The events of 1920 were not an exception. It is significant that if the previous punitive operations against South Ossetia during the tsarist period were committed by Georgia or incited to commit them on the pretext that the Ossetians allegedly started something against the tsar, against Russia, judging by the Menshevik period newspapers, it was promoted the thesis that Ossetians, "have always been agents of the Kremlin and once again betrayed Georgia."
It is appropriate to remind that the same propaganda thesis was widely used in the anti-Ossetian campaign of the late 1980s and early 1990s, accompanied by genocide and ethnic cleansing.
Georgia both then and now claimed and claims that it is ready to build good relations with Russia. However, it is probably necessary to think about what its true attitude should be, if it exterminated the Ossetian population with such an inhuman cruelty only on charges of sympathy for Russia...
The events of 1920 are not studied enough.
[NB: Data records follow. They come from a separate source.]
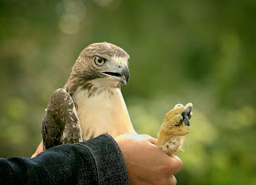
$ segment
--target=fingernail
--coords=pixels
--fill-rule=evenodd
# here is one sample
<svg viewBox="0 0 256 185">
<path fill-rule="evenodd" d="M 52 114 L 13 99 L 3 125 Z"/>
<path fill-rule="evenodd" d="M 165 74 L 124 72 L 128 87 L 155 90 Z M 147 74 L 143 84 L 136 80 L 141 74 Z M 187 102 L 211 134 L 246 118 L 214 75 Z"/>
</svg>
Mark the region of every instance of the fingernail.
<svg viewBox="0 0 256 185">
<path fill-rule="evenodd" d="M 176 158 L 177 158 L 178 159 L 180 159 L 180 158 L 179 157 L 177 157 L 177 156 L 175 156 Z"/>
</svg>

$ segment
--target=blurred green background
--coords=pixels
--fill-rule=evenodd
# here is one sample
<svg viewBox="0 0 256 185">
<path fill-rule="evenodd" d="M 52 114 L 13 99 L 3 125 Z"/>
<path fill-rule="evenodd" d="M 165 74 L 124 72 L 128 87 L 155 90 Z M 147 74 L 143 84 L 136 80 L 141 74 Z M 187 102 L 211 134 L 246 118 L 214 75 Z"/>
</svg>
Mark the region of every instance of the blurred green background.
<svg viewBox="0 0 256 185">
<path fill-rule="evenodd" d="M 256 184 L 256 1 L 0 1 L 0 156 L 30 157 L 52 92 L 80 52 L 130 56 L 123 87 L 138 133 L 194 104 L 179 184 Z"/>
</svg>

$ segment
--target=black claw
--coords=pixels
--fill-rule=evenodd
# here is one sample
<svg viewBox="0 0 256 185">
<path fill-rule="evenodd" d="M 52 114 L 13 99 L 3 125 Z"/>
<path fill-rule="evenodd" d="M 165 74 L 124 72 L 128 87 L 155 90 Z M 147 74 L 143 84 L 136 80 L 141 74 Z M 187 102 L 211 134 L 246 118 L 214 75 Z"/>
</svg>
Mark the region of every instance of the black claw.
<svg viewBox="0 0 256 185">
<path fill-rule="evenodd" d="M 185 125 L 187 126 L 190 126 L 189 124 L 189 119 L 188 119 L 188 117 L 187 116 L 185 116 L 184 118 L 183 118 L 184 122 L 185 122 Z"/>
</svg>

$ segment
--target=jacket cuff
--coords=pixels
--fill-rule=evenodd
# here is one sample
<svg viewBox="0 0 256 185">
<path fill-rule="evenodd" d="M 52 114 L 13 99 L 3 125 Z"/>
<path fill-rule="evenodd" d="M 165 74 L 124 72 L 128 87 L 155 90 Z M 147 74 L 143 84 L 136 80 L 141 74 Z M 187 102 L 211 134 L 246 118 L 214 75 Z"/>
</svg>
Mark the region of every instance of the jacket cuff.
<svg viewBox="0 0 256 185">
<path fill-rule="evenodd" d="M 99 184 L 129 184 L 123 153 L 112 137 L 102 134 L 80 144 L 94 159 Z"/>
</svg>

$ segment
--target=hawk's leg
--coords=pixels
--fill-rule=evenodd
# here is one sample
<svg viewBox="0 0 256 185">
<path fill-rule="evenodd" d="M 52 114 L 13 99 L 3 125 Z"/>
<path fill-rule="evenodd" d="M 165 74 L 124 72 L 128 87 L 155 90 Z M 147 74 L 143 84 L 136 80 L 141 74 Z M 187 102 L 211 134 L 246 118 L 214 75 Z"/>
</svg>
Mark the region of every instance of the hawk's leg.
<svg viewBox="0 0 256 185">
<path fill-rule="evenodd" d="M 192 103 L 185 107 L 176 105 L 165 117 L 160 128 L 156 145 L 168 155 L 182 149 L 185 136 L 189 133 L 189 118 L 192 116 Z"/>
<path fill-rule="evenodd" d="M 42 121 L 44 149 L 82 141 L 80 125 L 72 98 L 59 88 L 50 97 Z"/>
</svg>

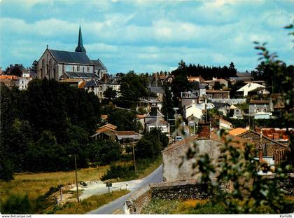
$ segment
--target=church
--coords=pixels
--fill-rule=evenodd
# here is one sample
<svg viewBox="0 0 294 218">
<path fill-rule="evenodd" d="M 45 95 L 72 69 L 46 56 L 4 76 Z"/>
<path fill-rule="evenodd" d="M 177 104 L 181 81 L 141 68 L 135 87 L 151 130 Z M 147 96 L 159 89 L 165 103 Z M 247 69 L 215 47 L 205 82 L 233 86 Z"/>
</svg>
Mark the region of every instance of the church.
<svg viewBox="0 0 294 218">
<path fill-rule="evenodd" d="M 60 81 L 67 79 L 101 79 L 107 73 L 107 69 L 98 60 L 90 60 L 83 45 L 80 25 L 78 46 L 74 52 L 52 50 L 47 46 L 46 50 L 38 61 L 37 78 L 54 79 Z"/>
</svg>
On the one hand, this is a consequence of the course taken in the Soviet period for interethnic reconciliation, and on the other hand, South Ossetia was forcibly subordinated to Georgia and, of course, not only studies, but also reminders of those horrors were strictly forbidden.
And here again we have to return to the idea of ​​creating the Museum of the Genocide of the Ossetian people, where not only historical artifacts and exposition materials, but also archival materials, not only in 1920, would be collected.
Many will ask the question: ''Are the lessons of 1920 learned? '' I think that, yes. Our people passed the exam on these issues for 20 years, from 1988 to 2008, and passed successfully.
The main wisdom of the lesson, taught by the southern neighbor in 1920, consists in the life-leading conclusion "It1s better death than submission to Georgia".